BERLIN (Reuters) - Chancellor Angela Merkel’s leading critic in her coalition government said on Tuesday he wanted the ruling alliance to work, batting away calls for his own resignation after a dismal result for his party in Bavaria’s regional election.
Horst Seehofer, leader of the Bavarian Christian Social Union (CSU), has been a thorn in Merkel’s side since 2015, with criticism of her decision to open German borders to almost onemillion refugees, most of them fleeing war in the Middle East.

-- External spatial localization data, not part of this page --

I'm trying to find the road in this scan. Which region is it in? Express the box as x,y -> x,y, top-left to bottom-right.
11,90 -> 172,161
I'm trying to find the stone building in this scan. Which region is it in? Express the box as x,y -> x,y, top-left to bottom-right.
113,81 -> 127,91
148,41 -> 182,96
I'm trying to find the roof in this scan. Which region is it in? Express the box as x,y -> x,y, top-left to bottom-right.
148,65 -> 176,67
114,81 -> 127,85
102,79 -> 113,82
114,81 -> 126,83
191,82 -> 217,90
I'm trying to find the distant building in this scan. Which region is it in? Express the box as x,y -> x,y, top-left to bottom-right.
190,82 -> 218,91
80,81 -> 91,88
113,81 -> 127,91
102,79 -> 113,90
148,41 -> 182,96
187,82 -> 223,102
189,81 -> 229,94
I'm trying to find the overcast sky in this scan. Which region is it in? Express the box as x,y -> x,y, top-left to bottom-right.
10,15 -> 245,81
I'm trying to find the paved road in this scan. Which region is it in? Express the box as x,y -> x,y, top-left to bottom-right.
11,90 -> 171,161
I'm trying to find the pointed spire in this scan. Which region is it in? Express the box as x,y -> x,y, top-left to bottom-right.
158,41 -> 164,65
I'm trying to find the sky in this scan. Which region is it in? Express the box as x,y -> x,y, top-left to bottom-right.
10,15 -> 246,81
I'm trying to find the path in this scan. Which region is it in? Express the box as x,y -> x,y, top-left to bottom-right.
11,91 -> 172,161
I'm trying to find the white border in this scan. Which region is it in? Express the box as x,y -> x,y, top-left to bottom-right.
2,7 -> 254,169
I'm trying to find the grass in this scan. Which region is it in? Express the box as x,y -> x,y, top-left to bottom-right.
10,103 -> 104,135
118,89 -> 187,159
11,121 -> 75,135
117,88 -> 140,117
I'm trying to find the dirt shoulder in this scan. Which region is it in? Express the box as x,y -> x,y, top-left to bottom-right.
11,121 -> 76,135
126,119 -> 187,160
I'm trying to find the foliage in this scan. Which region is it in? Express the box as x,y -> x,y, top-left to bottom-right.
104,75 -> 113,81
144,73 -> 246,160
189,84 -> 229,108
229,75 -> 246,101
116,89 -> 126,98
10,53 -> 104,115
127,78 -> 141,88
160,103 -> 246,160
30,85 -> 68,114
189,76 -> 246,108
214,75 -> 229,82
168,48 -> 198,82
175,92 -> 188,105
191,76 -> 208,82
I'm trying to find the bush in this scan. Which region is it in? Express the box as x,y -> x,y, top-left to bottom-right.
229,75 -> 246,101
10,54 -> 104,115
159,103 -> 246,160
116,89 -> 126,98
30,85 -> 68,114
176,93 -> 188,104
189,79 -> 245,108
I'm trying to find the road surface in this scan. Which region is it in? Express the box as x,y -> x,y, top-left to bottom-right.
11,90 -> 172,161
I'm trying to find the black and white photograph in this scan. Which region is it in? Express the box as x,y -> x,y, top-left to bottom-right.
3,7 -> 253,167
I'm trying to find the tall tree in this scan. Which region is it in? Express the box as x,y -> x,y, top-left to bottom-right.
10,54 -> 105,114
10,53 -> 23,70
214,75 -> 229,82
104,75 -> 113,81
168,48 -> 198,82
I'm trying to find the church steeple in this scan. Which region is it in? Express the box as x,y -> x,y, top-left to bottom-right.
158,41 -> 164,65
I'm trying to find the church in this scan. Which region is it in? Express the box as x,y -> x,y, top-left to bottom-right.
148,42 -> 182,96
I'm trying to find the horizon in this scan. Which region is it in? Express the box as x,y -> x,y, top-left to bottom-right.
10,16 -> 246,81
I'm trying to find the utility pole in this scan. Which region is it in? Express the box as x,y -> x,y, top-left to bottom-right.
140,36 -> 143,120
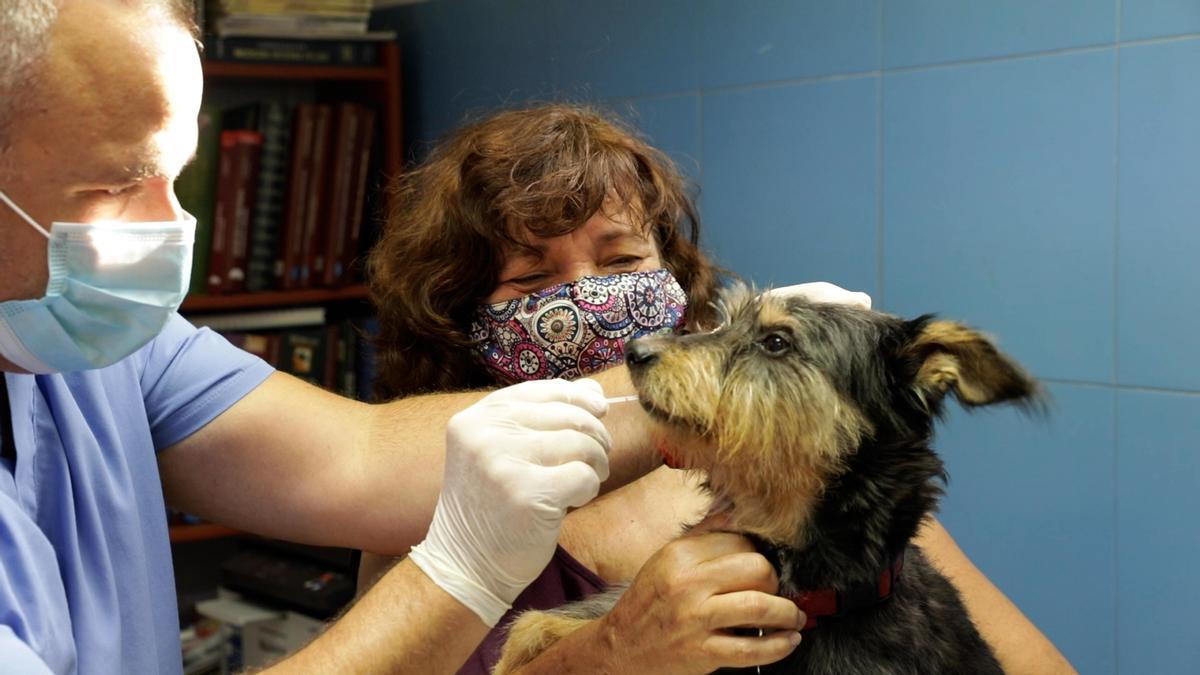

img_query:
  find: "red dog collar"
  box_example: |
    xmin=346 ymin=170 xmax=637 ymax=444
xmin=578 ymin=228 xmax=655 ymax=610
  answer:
xmin=655 ymin=439 xmax=682 ymax=469
xmin=787 ymin=549 xmax=906 ymax=631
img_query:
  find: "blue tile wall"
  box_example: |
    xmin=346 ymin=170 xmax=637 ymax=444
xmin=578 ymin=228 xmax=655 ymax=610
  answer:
xmin=699 ymin=0 xmax=880 ymax=87
xmin=883 ymin=0 xmax=1115 ymax=68
xmin=700 ymin=78 xmax=879 ymax=294
xmin=883 ymin=50 xmax=1115 ymax=383
xmin=936 ymin=383 xmax=1116 ymax=675
xmin=374 ymin=1 xmax=1200 ymax=670
xmin=550 ymin=0 xmax=700 ymax=100
xmin=1116 ymin=390 xmax=1200 ymax=675
xmin=1122 ymin=0 xmax=1200 ymax=41
xmin=613 ymin=95 xmax=703 ymax=181
xmin=1117 ymin=39 xmax=1200 ymax=390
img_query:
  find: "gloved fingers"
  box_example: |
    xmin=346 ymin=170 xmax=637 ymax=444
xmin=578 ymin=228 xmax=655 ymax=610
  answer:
xmin=524 ymin=428 xmax=611 ymax=482
xmin=534 ymin=460 xmax=604 ymax=509
xmin=502 ymin=401 xmax=613 ymax=451
xmin=489 ymin=379 xmax=608 ymax=417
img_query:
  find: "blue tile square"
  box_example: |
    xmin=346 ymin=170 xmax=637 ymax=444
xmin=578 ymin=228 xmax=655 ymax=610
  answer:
xmin=699 ymin=0 xmax=880 ymax=88
xmin=1122 ymin=0 xmax=1200 ymax=41
xmin=1117 ymin=39 xmax=1200 ymax=391
xmin=385 ymin=0 xmax=558 ymax=146
xmin=883 ymin=0 xmax=1116 ymax=69
xmin=613 ymin=96 xmax=703 ymax=181
xmin=551 ymin=0 xmax=700 ymax=100
xmin=936 ymin=383 xmax=1115 ymax=675
xmin=882 ymin=51 xmax=1116 ymax=383
xmin=700 ymin=78 xmax=879 ymax=296
xmin=1117 ymin=390 xmax=1200 ymax=674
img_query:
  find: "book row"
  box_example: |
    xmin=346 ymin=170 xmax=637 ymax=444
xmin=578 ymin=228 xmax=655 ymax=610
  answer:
xmin=176 ymin=100 xmax=381 ymax=296
xmin=219 ymin=315 xmax=378 ymax=401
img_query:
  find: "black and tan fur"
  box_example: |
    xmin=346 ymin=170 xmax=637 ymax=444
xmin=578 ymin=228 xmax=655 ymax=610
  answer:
xmin=495 ymin=284 xmax=1042 ymax=674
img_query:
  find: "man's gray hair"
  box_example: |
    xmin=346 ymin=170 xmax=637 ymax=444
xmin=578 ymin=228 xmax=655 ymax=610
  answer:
xmin=0 ymin=1 xmax=198 ymax=151
xmin=0 ymin=0 xmax=59 ymax=147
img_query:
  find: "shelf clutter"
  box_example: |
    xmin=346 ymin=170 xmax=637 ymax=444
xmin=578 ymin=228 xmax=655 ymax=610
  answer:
xmin=176 ymin=98 xmax=382 ymax=298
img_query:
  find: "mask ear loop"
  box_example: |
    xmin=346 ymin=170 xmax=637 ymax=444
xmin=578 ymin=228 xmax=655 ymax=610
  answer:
xmin=0 ymin=191 xmax=52 ymax=239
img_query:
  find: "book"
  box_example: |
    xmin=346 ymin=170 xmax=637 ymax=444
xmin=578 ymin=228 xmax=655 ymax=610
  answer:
xmin=223 ymin=102 xmax=293 ymax=292
xmin=207 ymin=131 xmax=240 ymax=294
xmin=206 ymin=35 xmax=390 ymax=66
xmin=176 ymin=104 xmax=223 ymax=296
xmin=319 ymin=103 xmax=361 ymax=287
xmin=226 ymin=131 xmax=265 ymax=293
xmin=224 ymin=331 xmax=282 ymax=365
xmin=299 ymin=104 xmax=333 ymax=288
xmin=342 ymin=105 xmax=376 ymax=284
xmin=280 ymin=104 xmax=317 ymax=290
xmin=278 ymin=328 xmax=328 ymax=386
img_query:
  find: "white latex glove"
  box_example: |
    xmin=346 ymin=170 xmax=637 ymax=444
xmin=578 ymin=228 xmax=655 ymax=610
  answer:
xmin=408 ymin=378 xmax=612 ymax=627
xmin=767 ymin=281 xmax=872 ymax=309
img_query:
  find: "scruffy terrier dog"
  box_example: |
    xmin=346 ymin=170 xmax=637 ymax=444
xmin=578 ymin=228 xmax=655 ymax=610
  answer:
xmin=494 ymin=285 xmax=1041 ymax=674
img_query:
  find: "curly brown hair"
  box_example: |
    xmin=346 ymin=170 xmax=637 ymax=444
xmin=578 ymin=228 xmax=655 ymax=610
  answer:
xmin=366 ymin=104 xmax=722 ymax=400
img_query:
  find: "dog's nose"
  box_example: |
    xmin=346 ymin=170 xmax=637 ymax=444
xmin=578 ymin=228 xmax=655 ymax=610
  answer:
xmin=625 ymin=340 xmax=661 ymax=368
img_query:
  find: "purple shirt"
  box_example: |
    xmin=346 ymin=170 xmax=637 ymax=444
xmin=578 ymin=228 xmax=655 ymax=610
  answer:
xmin=0 ymin=314 xmax=274 ymax=674
xmin=458 ymin=546 xmax=608 ymax=675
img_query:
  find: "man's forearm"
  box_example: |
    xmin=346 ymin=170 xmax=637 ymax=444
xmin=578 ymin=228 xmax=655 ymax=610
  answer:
xmin=265 ymin=558 xmax=490 ymax=674
xmin=351 ymin=365 xmax=660 ymax=555
xmin=162 ymin=367 xmax=659 ymax=556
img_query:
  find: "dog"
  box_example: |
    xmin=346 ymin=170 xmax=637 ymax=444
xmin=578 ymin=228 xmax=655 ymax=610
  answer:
xmin=494 ymin=284 xmax=1042 ymax=674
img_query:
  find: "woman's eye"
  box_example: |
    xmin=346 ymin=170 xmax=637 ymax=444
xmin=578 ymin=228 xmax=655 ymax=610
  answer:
xmin=509 ymin=273 xmax=547 ymax=285
xmin=758 ymin=333 xmax=791 ymax=354
xmin=607 ymin=256 xmax=643 ymax=268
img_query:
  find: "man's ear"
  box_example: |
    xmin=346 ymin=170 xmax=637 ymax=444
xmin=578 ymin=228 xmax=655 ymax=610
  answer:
xmin=902 ymin=318 xmax=1042 ymax=410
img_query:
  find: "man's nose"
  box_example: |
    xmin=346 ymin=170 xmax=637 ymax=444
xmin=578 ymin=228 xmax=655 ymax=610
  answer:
xmin=128 ymin=177 xmax=185 ymax=222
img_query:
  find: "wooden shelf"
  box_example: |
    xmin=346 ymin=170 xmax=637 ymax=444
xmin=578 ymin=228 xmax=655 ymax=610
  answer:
xmin=169 ymin=523 xmax=244 ymax=544
xmin=202 ymin=59 xmax=390 ymax=81
xmin=181 ymin=284 xmax=369 ymax=312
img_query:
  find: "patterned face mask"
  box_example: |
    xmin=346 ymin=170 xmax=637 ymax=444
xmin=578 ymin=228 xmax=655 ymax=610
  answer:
xmin=470 ymin=268 xmax=688 ymax=383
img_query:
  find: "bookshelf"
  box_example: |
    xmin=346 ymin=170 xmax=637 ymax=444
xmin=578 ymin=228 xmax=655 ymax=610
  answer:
xmin=171 ymin=41 xmax=398 ymax=557
xmin=169 ymin=523 xmax=244 ymax=543
xmin=181 ymin=284 xmax=368 ymax=312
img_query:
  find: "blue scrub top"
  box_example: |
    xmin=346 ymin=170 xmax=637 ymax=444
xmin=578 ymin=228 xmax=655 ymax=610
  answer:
xmin=0 ymin=314 xmax=275 ymax=674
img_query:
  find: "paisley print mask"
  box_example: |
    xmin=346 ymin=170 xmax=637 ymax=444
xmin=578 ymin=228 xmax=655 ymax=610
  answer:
xmin=469 ymin=268 xmax=688 ymax=383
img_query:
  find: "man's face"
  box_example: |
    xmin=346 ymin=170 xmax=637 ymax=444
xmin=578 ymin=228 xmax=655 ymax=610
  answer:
xmin=0 ymin=2 xmax=202 ymax=303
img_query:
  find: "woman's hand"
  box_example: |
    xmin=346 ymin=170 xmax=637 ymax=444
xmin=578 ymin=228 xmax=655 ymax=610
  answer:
xmin=767 ymin=281 xmax=872 ymax=309
xmin=597 ymin=528 xmax=805 ymax=673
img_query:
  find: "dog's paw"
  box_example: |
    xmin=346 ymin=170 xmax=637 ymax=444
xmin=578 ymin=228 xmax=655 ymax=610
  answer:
xmin=492 ymin=611 xmax=593 ymax=675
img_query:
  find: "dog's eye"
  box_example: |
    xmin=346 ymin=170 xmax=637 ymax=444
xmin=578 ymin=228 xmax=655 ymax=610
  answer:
xmin=758 ymin=333 xmax=791 ymax=354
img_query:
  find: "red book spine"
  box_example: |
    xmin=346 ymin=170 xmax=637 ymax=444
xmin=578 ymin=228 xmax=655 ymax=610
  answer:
xmin=280 ymin=104 xmax=316 ymax=290
xmin=322 ymin=103 xmax=361 ymax=287
xmin=206 ymin=131 xmax=240 ymax=295
xmin=343 ymin=106 xmax=376 ymax=283
xmin=299 ymin=104 xmax=333 ymax=288
xmin=226 ymin=130 xmax=264 ymax=294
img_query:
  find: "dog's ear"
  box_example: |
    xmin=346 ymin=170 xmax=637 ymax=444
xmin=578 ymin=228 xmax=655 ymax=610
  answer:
xmin=902 ymin=317 xmax=1041 ymax=410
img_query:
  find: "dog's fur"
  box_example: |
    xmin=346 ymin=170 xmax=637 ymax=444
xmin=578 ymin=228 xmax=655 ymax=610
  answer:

But the CSU’s disastrous performance on Sunday - its weakest since 1950 - has raised questions about whether he should stand down as party leader and interior minister in the national government.
The calls grew louder on Tuesday, with a senior member of the centre-left Social Democrats (SPD), the junior partner in Merkel’s coalition, calling Seehofer “miscast” as interior minister and a senior CSU figure suggesting he should step down.
Seehofer dismissed the idea of resigning, telling a news conference his work in politics “is fun”. He said the CSU, sister party to Merkel’s Christian Democratic Union (CDU), would act as a stable force in her ruling ‘grand’ coalition.
“I have no inclination at all for minority governments, or fresh elections and everything that can come with them,” he added.
“This grand coalition must simply get on with reputable work and communicate it properly.In the CSU, we will do everything for the grand coalition to stay,” Seehofer said.